Thursday, July 11, 2013

Do Your Duty or Resign AG Kane

Pennsylvania Attorney General Kathleen Kane announced Thursday afternoon (July 11, 2013) she will not defend the Commonwealth in a federal lawsuit filed this week by the ACLU challenging the Commonwealth's Defense of Marriage Act (DOMA).  In 1996 the Pennsylvania General Assembly passed DOMA by overwhelming numbers and it was signed by Gov. Tom Ridge.  DOMA states that marriage in Pennsylvania is the union of one man and one woman.  Attorney General Kane called this law “wholly unconstitutional.”

The American Civil Liberties Union filed suit Tuesday on behalf of 23 Pennsylvania residents,  naming Kane and Republican Gov. Tom Corbett as defendants. Kane announced her position to reporters at Philadelphia’s National Constitution Center. 

Attorney General Kane said she was obligated to drop the case “because I endorse equality and anti-discrimination laws...If there is a law that I feel that does not conform with the Pennsylvania state constitution and the U.S. Constitution, then I ethically cannot do that as a lawyer." Kane said that in a choice between defending the law and serving the public, “I choose you.”

Now the burden of defending the law falls on the governor’s general counsel. Corbett supports the law.  Pennsylvania General Counsel James D. Schultz issued a statement that [he and his colleagues] “are surprised that the Attorney General, contrary to her constitutional duty under the Commonwealth Attorneys Act, has decided not to defend a Pennsylvania statute lawfully enacted by the General Assembly, merely because of her personal beliefs.”

Sorry, AG Kane.  You are derelict in your duty.  No grandstanding or political posturing can replace your duty.  You are bound by Pennsylvania law to defend its laws.  The Commonwealth Attorneys Act of 1980 (Ch2, Section 204 (3) reads: It shall be the duty of the Attorney General to uphold and defend the constitutionality of all statutes so as to prevent their suspension or abrogation in the absence of a controlling decision by a court of competent jurisdiction.

The Attorney General doesn't get to choose which laws she will defend or obey and which she can take a politically correct position on.  She is not to judge whether the General Assembly passed an unconstitutional law.  She has presumed the court's position before the case has even begun.  Her job, her duty, is to defend her client, the Commonwealth of Pennsylvania to the best of her ability.
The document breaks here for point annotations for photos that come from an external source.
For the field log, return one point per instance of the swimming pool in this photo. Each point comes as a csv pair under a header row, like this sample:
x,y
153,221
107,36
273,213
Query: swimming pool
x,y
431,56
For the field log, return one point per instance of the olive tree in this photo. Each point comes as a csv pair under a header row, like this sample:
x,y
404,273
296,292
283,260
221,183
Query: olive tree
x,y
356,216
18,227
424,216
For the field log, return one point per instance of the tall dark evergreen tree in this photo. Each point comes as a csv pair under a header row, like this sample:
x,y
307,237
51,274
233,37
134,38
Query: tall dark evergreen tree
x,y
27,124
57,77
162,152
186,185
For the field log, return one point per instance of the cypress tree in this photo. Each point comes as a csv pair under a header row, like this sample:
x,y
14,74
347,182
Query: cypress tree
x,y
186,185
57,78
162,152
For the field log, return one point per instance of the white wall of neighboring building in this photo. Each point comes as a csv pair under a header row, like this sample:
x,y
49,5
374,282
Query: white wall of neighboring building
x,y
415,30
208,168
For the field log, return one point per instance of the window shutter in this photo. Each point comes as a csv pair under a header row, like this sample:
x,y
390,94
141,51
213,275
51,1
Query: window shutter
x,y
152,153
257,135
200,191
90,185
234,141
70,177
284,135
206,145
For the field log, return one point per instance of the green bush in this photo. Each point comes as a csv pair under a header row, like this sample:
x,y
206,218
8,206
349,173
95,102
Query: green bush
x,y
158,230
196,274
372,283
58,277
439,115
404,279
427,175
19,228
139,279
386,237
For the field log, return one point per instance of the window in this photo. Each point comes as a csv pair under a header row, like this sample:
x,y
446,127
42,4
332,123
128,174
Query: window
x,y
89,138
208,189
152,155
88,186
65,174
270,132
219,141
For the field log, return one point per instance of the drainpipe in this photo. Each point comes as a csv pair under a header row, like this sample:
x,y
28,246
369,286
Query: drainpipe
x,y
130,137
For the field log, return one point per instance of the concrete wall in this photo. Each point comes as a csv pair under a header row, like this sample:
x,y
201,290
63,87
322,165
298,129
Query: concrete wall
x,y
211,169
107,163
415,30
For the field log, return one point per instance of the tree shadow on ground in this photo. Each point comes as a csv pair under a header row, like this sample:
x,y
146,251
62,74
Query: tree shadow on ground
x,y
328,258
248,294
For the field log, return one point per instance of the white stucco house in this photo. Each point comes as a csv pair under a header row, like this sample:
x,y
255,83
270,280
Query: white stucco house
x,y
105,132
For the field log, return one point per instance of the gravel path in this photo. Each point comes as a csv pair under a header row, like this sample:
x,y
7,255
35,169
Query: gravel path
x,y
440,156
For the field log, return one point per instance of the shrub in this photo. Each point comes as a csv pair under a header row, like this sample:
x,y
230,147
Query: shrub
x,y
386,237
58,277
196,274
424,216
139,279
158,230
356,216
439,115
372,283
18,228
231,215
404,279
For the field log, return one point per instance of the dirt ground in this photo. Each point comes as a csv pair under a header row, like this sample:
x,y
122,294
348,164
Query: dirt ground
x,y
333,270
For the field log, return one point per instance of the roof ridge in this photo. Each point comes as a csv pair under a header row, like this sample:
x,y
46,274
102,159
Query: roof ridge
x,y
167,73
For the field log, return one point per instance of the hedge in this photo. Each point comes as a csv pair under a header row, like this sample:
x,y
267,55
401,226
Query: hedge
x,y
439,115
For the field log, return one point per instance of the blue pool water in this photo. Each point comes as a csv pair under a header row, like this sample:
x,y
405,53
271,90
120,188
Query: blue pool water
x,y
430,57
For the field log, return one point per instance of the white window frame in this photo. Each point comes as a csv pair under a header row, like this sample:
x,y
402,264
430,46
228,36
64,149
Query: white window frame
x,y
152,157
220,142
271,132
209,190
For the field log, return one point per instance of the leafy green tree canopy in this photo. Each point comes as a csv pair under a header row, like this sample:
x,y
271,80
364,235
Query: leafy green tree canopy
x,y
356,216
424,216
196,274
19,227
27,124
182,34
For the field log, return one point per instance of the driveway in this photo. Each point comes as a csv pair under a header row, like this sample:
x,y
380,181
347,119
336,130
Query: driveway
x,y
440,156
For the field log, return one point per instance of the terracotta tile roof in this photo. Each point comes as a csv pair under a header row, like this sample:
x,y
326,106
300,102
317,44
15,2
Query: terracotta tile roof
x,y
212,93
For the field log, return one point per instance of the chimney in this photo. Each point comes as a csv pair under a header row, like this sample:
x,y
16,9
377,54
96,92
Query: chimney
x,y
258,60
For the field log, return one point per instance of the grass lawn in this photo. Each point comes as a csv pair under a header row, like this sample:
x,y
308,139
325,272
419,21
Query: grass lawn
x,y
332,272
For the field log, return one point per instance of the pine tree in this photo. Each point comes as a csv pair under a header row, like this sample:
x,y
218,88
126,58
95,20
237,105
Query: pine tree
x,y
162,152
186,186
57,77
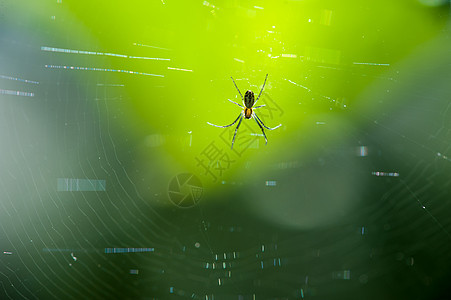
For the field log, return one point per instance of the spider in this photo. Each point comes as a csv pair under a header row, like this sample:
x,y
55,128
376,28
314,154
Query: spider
x,y
248,111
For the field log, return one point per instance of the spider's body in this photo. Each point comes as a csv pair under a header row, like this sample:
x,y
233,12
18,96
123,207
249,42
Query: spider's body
x,y
248,102
248,111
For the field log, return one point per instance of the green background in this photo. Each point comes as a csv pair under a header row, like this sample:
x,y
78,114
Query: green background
x,y
359,87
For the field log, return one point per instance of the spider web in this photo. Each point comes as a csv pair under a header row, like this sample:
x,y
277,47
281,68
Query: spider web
x,y
83,215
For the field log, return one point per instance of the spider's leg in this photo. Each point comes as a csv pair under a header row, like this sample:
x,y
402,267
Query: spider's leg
x,y
237,88
236,130
225,125
261,89
269,128
236,103
259,125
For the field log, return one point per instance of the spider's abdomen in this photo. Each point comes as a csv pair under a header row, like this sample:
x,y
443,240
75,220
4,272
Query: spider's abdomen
x,y
248,113
249,99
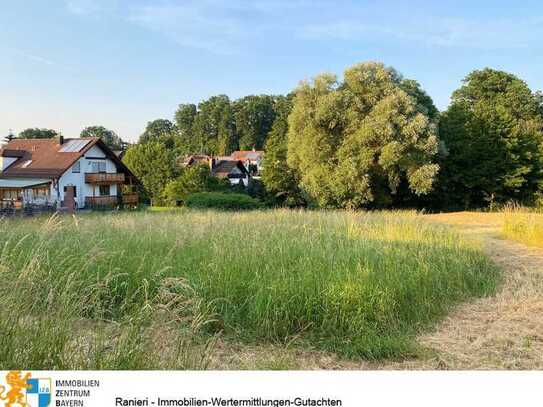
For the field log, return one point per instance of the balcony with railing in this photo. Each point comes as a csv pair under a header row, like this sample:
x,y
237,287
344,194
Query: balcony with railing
x,y
101,200
130,199
102,178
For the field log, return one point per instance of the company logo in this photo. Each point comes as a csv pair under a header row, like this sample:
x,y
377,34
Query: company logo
x,y
25,391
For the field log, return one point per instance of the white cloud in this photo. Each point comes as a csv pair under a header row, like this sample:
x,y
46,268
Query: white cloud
x,y
434,31
35,58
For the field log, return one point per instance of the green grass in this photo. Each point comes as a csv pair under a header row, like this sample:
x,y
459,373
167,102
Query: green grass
x,y
152,290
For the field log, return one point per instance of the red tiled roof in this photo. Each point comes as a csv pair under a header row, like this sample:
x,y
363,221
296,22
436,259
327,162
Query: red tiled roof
x,y
43,158
247,155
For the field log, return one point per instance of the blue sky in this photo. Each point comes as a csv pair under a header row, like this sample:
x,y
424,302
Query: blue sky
x,y
67,64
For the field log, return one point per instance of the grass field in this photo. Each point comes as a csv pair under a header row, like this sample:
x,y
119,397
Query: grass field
x,y
523,226
156,290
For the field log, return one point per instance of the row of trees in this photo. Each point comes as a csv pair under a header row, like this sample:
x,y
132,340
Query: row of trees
x,y
373,139
376,140
108,136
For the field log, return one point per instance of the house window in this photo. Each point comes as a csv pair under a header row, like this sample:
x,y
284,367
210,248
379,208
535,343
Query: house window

What if tomorrow AG Kane decides not to defend another duly enacted law? Say she decides, in her judgment, voter registration laws are discriminatory. Or the next day she judges Act 122, which mandated that abortion clinics upgrade their facilities under the same guidelines that regulate surgical facilities, was unconstitutional?

You see, she does not have authority to judge the law or reflect on how it makes her feel.  Her OBLIGATION is not to drop the case as she says; her obligation is to DEFEND THE LAW.

This is serious. If Attorney General Kane cannot find it within herself to do her duty then she should resign.  If she does not resign then the House of Representatives should initiate the impeachment process (Article VI, Section 4) for her failure to carry out her constitutional duties and send her to the Senate to be tried (Article VI, Section 5).